Nel frattempo, l’indicatore Moving Average Convergence Divergence (MACD) sta mostrando segni di un crossover ribassista, con la linea MACD che scivola sotto la linea del segnale e l’istogramma che diventa negativo. Il crossover indica una possibile perdita a breve termine dello slancio rialzista e aumenta la probabilità di una pausa temporanea o di un lieve pullback prima che il trend rialzista complessivo riprenda.
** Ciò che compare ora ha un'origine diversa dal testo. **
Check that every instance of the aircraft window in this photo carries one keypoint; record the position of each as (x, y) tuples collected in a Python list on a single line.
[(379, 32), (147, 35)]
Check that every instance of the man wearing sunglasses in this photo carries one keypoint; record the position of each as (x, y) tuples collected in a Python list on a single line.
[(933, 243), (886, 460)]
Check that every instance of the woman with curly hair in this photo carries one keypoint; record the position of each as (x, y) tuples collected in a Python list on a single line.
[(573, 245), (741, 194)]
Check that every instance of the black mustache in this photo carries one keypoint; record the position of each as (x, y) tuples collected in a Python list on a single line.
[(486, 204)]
Tuttavia, l’indice direzionale medio (ADX) è vicino a 31, suggerendo che la tendenza rialzista prevalente rimane forte. Finché l’argento si manterrà al di sopra del livello di 53,00$, il percorso di minore resistenza rimarrà in rialzo. Una rottura sopra i 54,86 dollari confermerebbe la tendenza rialzista e aprirebbe la strada ai successivi livelli di resistenza a 55,50 e 56,00 dollari.
Domande frequenti sull’argento
L’argento è un metallo prezioso molto scambiato tra gli investitori. In passato veniva utilizzato come riserva di valore e mezzo di scambio. Sebbene sia meno popolare dell’oro, i trader possono rivolgersi all’argento per diversificare il proprio portafoglio di investimenti, per il suo valore intrinseco o come potenziale copertura durante i periodi di elevata inflazione. Gli investitori possono acquistare argento fisico in monete o lingotti o scambiarlo attraverso veicoli come i fondi negoziati in borsa che ne seguono il prezzo sui mercati internazionali.
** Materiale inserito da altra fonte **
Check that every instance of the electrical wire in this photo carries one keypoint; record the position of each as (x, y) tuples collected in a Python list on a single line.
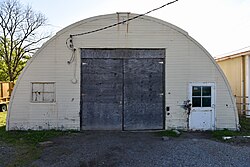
[(122, 22), (220, 55)]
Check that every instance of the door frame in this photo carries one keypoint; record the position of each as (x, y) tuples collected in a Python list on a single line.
[(203, 109), (111, 53)]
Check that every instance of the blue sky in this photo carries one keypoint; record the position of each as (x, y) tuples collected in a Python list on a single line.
[(221, 26)]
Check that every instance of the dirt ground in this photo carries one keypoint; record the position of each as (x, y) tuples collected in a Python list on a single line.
[(122, 149)]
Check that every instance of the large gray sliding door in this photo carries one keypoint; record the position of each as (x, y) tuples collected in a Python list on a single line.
[(101, 88), (143, 94), (122, 89)]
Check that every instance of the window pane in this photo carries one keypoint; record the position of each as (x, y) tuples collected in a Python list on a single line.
[(48, 87), (37, 96), (196, 102), (206, 102), (48, 97), (206, 91), (196, 91)]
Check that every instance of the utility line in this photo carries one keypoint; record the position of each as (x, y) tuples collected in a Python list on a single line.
[(233, 51), (122, 22)]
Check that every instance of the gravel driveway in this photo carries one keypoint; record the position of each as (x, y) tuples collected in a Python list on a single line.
[(126, 149)]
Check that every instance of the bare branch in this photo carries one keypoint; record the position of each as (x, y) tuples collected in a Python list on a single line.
[(19, 27)]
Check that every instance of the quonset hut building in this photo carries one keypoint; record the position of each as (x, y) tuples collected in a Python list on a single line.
[(140, 75)]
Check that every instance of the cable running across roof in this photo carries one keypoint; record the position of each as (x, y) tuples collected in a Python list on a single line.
[(122, 22)]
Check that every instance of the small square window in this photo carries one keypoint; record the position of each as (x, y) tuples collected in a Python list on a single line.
[(43, 92), (196, 91)]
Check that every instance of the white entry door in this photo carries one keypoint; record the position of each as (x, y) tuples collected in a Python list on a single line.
[(202, 114)]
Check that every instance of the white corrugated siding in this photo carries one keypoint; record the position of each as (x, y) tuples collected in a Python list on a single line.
[(186, 61)]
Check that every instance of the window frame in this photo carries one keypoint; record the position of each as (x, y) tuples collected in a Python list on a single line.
[(43, 101), (203, 84)]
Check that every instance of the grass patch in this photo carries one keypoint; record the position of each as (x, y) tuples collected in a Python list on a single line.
[(169, 133), (244, 130), (25, 143)]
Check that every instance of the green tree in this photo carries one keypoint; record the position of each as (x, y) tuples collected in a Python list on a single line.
[(19, 36)]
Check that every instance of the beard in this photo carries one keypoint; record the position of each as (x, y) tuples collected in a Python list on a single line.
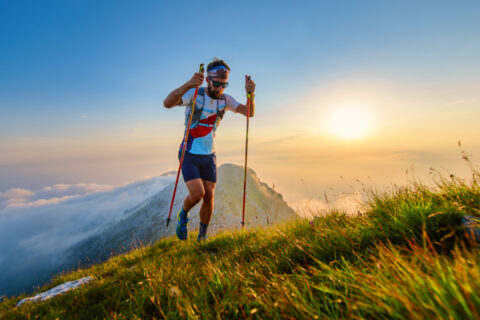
[(212, 94)]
Il prezzo dell’argento può variare in base a diversi fattori. L’instabilità geopolitica o il timore di una profonda recessione possono far aumentare i prezzi dell’argento a causa del suo status di bene rifugio, anche se in misura minore rispetto all’oro. Essendo un asset non redditizio, l’argento tende ad apprezzarsi quando i tassi di interesse sono più bassi. I suoi movimenti dipendono anche dal comportamento del dollaro americano (USD) quando l’asset è valutato in dollari (XAG/USD). Un dollaro forte tende a tenere sotto controllo i prezzi dell’argento, mentre un dollaro più debole probabilmente spingerà i prezzi più in alto. Anche altri fattori come la domanda di investimenti, l’offerta mineraria (l’argento è molto più comune dell’oro) e i tassi di riciclaggio possono influenzare i prezzi.
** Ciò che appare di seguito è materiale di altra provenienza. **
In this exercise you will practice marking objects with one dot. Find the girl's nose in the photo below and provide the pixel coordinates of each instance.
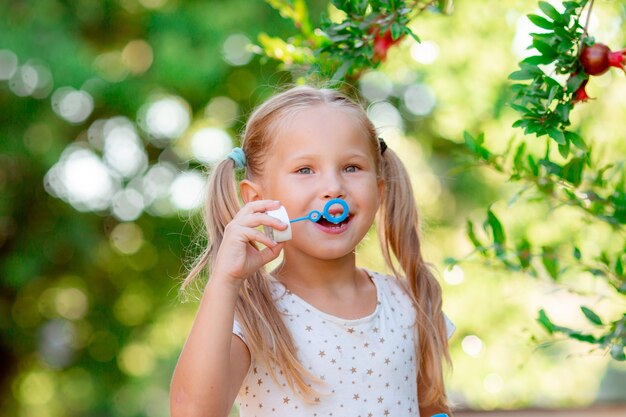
(333, 187)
L’argento è ampiamente utilizzato nell’industria, in particolare in settori quali l’elettronica o l’energia solare, perché ha una delle conduttività elettriche più elevate di qualsiasi altro metallo, più del rame e dell’oro. Un aumento della domanda può far aumentare i prezzi, mentre una diminuzione tende ad abbassarli. Anche le dinamiche nelle economie di Stati Uniti, Cina e India possono contribuire alle fluttuazioni dei prezzi: negli Stati Uniti e soprattutto in Cina, i loro grandi settori industriali utilizzano l’argento in vari processi; In India, anche la domanda dei consumatori per il metallo prezioso per la gioielleria gioca un ruolo cruciale nella determinazione dei prezzi.
Il prezzo dell’argento tende a seguire i movimenti dell’oro. Quando i prezzi dell’oro salgono, l’argento tende a seguire l’esempio poiché il loro status di bene rifugio è simile. Il rapporto oro/argento, che indica il numero di once d’argento necessarie per eguagliare il valore di un’oncia d’oro, può aiutare a determinare la valutazione relativa di entrambi i metalli. Alcuni investitori potrebbero considerare un rapporto elevato come un indicatore del fatto che l’argento è sottovalutato o che l’oro è sopravvalutato. Al contrario, un rapporto basso potrebbe indicare che l’oro è sottovalutato rispetto all’argento.